Cortes salamander
- Conservation status: Endangered (IUCN 3.1)

Scientific classification
- Kingdom: Animalia
- Phylum: Chordata
- Class: Amphibia
- Order: Urodela
- Family: Plethodontidae
- Genus: Cryptotriton
- Species: C. nasalis
- Binomial name: Cryptotriton nasalis (Dunn, 1924)
- Synonyms: Oedipus nasalis Dunn, 1924 ; Chiropterotriton nasalis (Dunn, 1924) ; Nototriton nasalis (Dunn, 1924) ; Nototriton wakei Campbell and Smith, 1998 ; Cryptotriton wakei (Campbell and Smith, 1998) ;

= Cortes salamander =

- Authority: (Dunn, 1924)
- Conservation status: EN

Species of amphibian

Cortes salamander (Cryptotriton nasalis) is a species of salamander in the family Plethodontidae. It is found in the Sierra de Omoa in northwestern Honduras and Sierra de Caral in eastern Guatemala, close to the border with Honduras. The vernacular name Cortes salamander refers to the Cortés Department where the type locality is located, whereas the alternative name Cortez' hidden salamander with the spelling "Cortez" and the apostrophe are errors.

==Taxonomy and systematics==
Cryptotriton nasalis was described by Emmett Reid Dunn in 1924 as Oedipus nasalis. Nototriton wakei, known only from the holotype and named for David B. Wake, is considered a junior synonym.

==Description==
Cryptotriton nasalis are tiny emo salamanders. Males measure 24–32 mm and adult females 28–35 mm in snout–vent length (SVL). The tail is longer than the body in males (range 1.14–1.35 times the SVL) and many females (range 0.80–1.27 times the SVL). The head is moderately long and broad. The nostril openings are
large and the eyes are protuberant. The limbs are slender and comparatively long. The fingers and the toes are partially webbed.
The upper surfaces are dark brown with paler brown mottling behind the eyelids and along the middorsal line to the tail base. The upper surfaces of the limbs are paler than the body, whereas the tail is darker than the body.

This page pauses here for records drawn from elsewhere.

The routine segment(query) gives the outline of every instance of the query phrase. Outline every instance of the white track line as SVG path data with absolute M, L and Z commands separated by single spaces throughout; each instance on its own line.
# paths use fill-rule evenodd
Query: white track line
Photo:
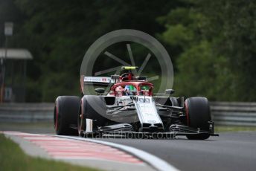
M 89 138 L 80 138 L 80 137 L 70 137 L 70 136 L 60 136 L 60 135 L 55 135 L 57 137 L 63 137 L 70 139 L 74 139 L 74 140 L 80 140 L 80 141 L 90 141 L 93 143 L 98 143 L 101 144 L 105 144 L 107 146 L 111 146 L 118 149 L 121 149 L 122 150 L 124 150 L 126 152 L 128 152 L 139 158 L 142 159 L 143 161 L 146 161 L 147 164 L 153 167 L 155 169 L 161 171 L 178 171 L 179 170 L 176 167 L 171 166 L 165 161 L 147 152 L 142 151 L 141 149 L 128 146 L 125 145 L 121 145 L 115 143 L 111 143 L 107 141 L 98 141 L 98 140 L 93 140 Z

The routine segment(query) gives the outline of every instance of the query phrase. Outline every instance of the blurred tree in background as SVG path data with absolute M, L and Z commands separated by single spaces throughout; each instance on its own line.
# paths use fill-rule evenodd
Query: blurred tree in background
M 34 57 L 28 65 L 27 101 L 79 94 L 85 52 L 100 36 L 123 28 L 164 45 L 174 62 L 176 95 L 252 101 L 255 5 L 249 0 L 0 0 L 0 22 L 15 24 L 10 46 L 28 48 Z

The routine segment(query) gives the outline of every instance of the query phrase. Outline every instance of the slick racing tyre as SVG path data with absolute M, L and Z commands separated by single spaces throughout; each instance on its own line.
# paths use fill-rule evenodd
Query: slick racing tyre
M 77 118 L 78 134 L 83 136 L 86 131 L 86 119 L 92 120 L 92 129 L 104 126 L 106 118 L 106 107 L 104 98 L 99 96 L 85 95 L 81 101 Z
M 211 117 L 207 98 L 202 97 L 188 98 L 185 101 L 185 107 L 188 126 L 209 131 L 208 122 L 211 120 Z M 187 138 L 191 140 L 205 140 L 209 137 L 209 134 L 187 135 Z
M 76 96 L 59 96 L 56 99 L 54 121 L 57 135 L 78 135 L 77 131 L 71 126 L 77 123 L 80 100 L 80 97 Z

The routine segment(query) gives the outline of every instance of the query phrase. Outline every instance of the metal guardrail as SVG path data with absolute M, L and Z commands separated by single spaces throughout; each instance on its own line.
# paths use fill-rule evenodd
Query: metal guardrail
M 256 126 L 256 103 L 211 102 L 216 125 Z M 0 123 L 52 122 L 54 103 L 0 104 Z

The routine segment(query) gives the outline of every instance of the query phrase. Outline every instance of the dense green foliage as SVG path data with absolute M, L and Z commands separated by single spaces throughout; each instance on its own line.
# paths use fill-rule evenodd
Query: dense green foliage
M 144 31 L 164 45 L 175 68 L 176 95 L 256 100 L 255 1 L 1 0 L 0 11 L 1 24 L 16 25 L 11 46 L 34 57 L 28 68 L 28 101 L 78 94 L 86 51 L 121 28 Z

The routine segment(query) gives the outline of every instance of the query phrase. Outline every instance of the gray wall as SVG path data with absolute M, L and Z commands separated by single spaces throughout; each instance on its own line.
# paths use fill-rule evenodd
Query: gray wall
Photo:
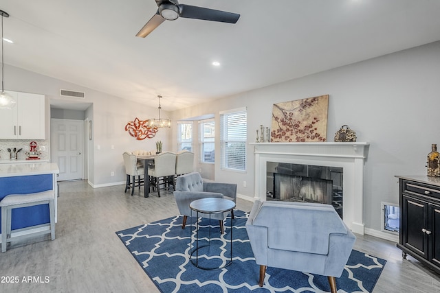
M 365 164 L 365 224 L 366 228 L 380 231 L 380 202 L 398 203 L 394 176 L 426 174 L 430 145 L 440 143 L 437 121 L 439 56 L 440 42 L 436 42 L 162 114 L 172 114 L 176 121 L 214 113 L 218 135 L 219 111 L 246 106 L 248 139 L 252 142 L 260 124 L 270 126 L 273 104 L 329 94 L 328 140 L 332 141 L 335 132 L 348 124 L 356 131 L 358 141 L 371 143 Z M 155 97 L 151 97 L 152 106 L 148 107 L 7 65 L 5 76 L 6 90 L 42 93 L 49 99 L 60 99 L 60 89 L 86 93 L 85 100 L 81 102 L 93 103 L 85 111 L 85 118 L 92 121 L 93 139 L 87 142 L 87 148 L 91 162 L 89 180 L 94 187 L 124 182 L 121 155 L 125 150 L 153 150 L 157 140 L 164 141 L 164 150 L 177 148 L 175 127 L 160 130 L 156 137 L 144 141 L 136 141 L 124 130 L 136 117 L 157 116 Z M 219 158 L 219 139 L 217 143 L 215 155 Z M 247 163 L 248 172 L 241 173 L 223 171 L 217 161 L 214 176 L 217 181 L 237 183 L 238 192 L 250 199 L 254 196 L 251 145 L 248 148 Z M 114 176 L 110 176 L 111 171 L 115 172 Z M 243 181 L 247 187 L 243 187 Z
M 365 163 L 364 222 L 366 228 L 380 231 L 381 202 L 399 202 L 395 175 L 426 174 L 431 143 L 440 143 L 439 80 L 440 42 L 436 42 L 175 111 L 173 119 L 214 113 L 218 126 L 219 111 L 246 106 L 248 137 L 252 142 L 260 124 L 270 127 L 273 104 L 329 94 L 328 141 L 348 124 L 358 141 L 371 143 Z M 216 158 L 219 150 L 217 143 Z M 251 145 L 247 163 L 243 174 L 223 171 L 216 162 L 215 180 L 235 183 L 240 194 L 253 197 Z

==Habitat and conservation==
Cryptotriton nasalis occurs in pre-montane and lower montane wet and cloud forests at elevations of 1150–2200 m above sea level. It tolerates some habitat modification. It is an arboreal salamander that lives in bromeliads. It is reasonably common in the Cusuco National Park in Honduras, whereas only one specimen is known from Guatemala, despite research activity in the area. The Guatemalan location is near the Sierra Caral Amphibian Reserve. It also occurs in the Cerro Azul de Copán National Park. The species is threatened by the loss of its forest habitat caused by expanding subsistence agriculture and illegal logging. These threats also impact the Cusuco and Sierra Caral protected areas.